Apple getting into the smartphone business was a no-brainer. Music was moving to smartphones and that mean the iPod business would diminish over time. Apple had to act in a way only Apple can. Company engineers and executives hated their smartphones and the result was the iPhone. Where was the hatred for watches? Why design and build a watch?
Shrink And Grow
What is interesting about computers over the past few decades is the constant trend toward ever smaller components and ever increasing power and capability. It’s not just desktops or notebooks.
Today, the iPhone and the new iPad Pro are as powerful as many notebooks. What does that say about the future. Small is beautiful. But less is more. After using Watch for six months I’m convinced Apple didn’t just want to sell customers a smartwatch.
Watch is Apple’s new iPhone.
Think about what iPhone was back in 2007. A pretty smartphone with some clever apps, packaged into a thin slab of electronics made up mostly of battery, screen, and storage. Not much has changed other than the size of the screen and now there are over one million apps.
One could argue the backside of technology progress and say that Apple cleverly figured out a way to get Mac and iPod customers to buy more from Apple. iPhone. iPad. Apple TV. Watch. Where I once had only a Mac, now I have all those, too.
That’s rather cynical (if not somewhat accurate) but that’s not what Apple is all about. Co-founder Steve Jobs was seldom interested in yesterday or today, but constantly pushed Apple to skate to where the puck would be with a clever mixture of current technology mashed up in a new way to extend devices into the future.

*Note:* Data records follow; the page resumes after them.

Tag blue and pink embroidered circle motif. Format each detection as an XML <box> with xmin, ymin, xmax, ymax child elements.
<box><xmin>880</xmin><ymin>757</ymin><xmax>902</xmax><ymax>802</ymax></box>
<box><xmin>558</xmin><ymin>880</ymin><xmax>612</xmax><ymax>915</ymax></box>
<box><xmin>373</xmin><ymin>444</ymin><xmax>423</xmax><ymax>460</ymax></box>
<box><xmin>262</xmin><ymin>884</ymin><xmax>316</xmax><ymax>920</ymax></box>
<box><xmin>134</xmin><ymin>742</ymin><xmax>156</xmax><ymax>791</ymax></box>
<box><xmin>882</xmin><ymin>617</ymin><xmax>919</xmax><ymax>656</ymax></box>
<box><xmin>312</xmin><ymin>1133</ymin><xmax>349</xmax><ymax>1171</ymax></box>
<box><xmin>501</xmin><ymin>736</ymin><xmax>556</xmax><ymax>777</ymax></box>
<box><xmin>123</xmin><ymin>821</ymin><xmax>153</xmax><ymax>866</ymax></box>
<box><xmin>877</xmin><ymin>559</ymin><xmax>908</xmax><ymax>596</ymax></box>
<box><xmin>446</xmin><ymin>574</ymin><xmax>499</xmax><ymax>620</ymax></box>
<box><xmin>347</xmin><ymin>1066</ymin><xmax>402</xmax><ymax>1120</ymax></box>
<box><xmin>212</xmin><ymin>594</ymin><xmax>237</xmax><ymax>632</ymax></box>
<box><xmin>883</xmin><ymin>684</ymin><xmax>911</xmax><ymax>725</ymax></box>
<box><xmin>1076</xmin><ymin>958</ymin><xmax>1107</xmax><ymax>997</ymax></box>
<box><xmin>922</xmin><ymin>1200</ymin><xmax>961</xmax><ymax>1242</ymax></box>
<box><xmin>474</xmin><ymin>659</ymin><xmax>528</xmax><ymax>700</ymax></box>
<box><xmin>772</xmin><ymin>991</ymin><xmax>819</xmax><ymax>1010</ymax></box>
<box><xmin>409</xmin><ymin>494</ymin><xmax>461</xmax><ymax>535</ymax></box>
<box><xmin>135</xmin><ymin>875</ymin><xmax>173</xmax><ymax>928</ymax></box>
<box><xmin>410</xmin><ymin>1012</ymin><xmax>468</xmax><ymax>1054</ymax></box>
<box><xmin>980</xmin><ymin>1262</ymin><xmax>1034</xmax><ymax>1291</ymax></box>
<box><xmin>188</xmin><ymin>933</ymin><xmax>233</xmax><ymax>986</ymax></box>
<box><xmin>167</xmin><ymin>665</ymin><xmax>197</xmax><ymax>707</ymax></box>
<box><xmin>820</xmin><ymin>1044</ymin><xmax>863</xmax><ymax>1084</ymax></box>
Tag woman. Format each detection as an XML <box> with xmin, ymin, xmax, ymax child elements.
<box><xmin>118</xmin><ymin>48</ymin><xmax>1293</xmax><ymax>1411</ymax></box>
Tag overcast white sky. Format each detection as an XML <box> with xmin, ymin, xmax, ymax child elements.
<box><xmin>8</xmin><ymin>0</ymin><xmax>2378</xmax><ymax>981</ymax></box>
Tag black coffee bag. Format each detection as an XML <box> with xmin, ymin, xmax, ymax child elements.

Extend devices into the future. Think about that for a moment.
The Mac played music but the iPod made music mobile. The iTunes Music Store made it easy to buy music, then later Apple used the same technology to sell applications. The iPod did music but smartphones did more and that led to the iPhone which is little more than a Mac in your pocket, plus a built-in cell phone.
If small is beautiful and less is more then Watch heralds the future. Just as the iPod took music away from the Mac, and the iPhone took a whole variety of apps– email, browsing, photos, calendar, contacts, games, et al– away from the Mac, so, too does Watch take functions away from the iPhone.
I haven’t made a phone call on my iPhone in a few months. That’s right. They’re initiated and answered direct from my Watch. Siri works great and callers cannot tell the difference between a Watch call and an iPhone call. Other iPhone functions are being siphoned away to the Watch, too. What I envision over time is greater Siri interaction from Watch (because a Watch touchscreen is a poor interface), full-on Wi-Fi for Watch, full-on cell phone built in to Watch, and no need to have a tethered iPhone.
Doesn’t that sound like iPhone on your Watch.
This won’t happen overnight. The iPhone did not become a worldwide sensation overnight, either. It took years for the iPhone to become fully iconic and the aspirational technology for the masses. Watch doesn’t seem much different other than it has matured at a faster pace than iPhone and that tells me that in eight years (iPhone was launched in mid-2007) Watch will be standalone and far more capable.
Just as the iMac and Mac notebooks won’t die off, neither will screen real estate, and that leads me to a few patents Apple has up its sleeve for projecting images. Watch as projector?
Why not? Hologram FaceTime, here we come.